Google has issued refunds to advertisers for running ads on websites with fake traffic. Unfortunately for advertisers who paid Google to show their ads, they’ll only get a fraction of the cost of the ads served to invalid traffic. People familiar with the situation have said that Google will reimburse “platform fees” which covers about 7% to 10% of the total purchase.
According to a report, Google’s parent company, Alphabet, informed marketers and ad agency partners that ads they’d paid to have shown via Google were falling victim to what’s termed ad fraud. This means that “bots” were being displayed ads that they were obviously never going to click on, therefore, being a waste of money to the advertisers. The latest case of ad fraud was larger than usual and has impacted advertisers harder.
Scott Spencer, director of project management at Google said the meagre refunds had been paid back to advertisers but didn’t share much more:
“Today, we can’t disclose the information about third parties. So when we aren’t able to catch invalid traffic before it impacts our advertisers and we’re unable to refund their media spent, it hurts us, even if we’re not responsible.”

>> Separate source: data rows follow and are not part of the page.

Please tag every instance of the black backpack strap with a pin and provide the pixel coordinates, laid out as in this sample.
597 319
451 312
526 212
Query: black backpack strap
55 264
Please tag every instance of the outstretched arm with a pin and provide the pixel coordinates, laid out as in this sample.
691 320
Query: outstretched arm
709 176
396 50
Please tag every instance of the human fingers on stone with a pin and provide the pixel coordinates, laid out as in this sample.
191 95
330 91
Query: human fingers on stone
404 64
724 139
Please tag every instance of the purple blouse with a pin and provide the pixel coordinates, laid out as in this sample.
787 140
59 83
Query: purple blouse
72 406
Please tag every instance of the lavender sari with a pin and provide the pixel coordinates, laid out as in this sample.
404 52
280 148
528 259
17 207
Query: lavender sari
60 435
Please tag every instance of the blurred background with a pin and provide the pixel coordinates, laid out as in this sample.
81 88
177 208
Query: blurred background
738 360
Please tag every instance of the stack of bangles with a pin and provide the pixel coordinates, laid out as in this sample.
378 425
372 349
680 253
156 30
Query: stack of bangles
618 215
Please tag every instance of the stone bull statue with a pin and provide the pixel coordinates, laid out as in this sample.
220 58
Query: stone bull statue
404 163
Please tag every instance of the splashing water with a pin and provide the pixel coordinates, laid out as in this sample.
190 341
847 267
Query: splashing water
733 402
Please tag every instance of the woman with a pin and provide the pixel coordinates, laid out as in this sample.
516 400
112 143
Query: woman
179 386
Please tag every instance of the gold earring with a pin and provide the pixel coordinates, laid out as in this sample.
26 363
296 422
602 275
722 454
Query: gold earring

Google is now working to fix the issue. The new system will provide clarity over which tech providers in the ad-buying chain are responsible for making the refunds. The system will also include technology to ensure advertisers are repaid full credit from Google and its partners when incidents occur.
As part of the new system Google is in discussions with over 100 exchanges, ad networks and publishers that its DoubleClick Bid Manager connects to. It wants them to notify to ad buyers whether they are willing to refund the entire media spend if ad fraud occurs.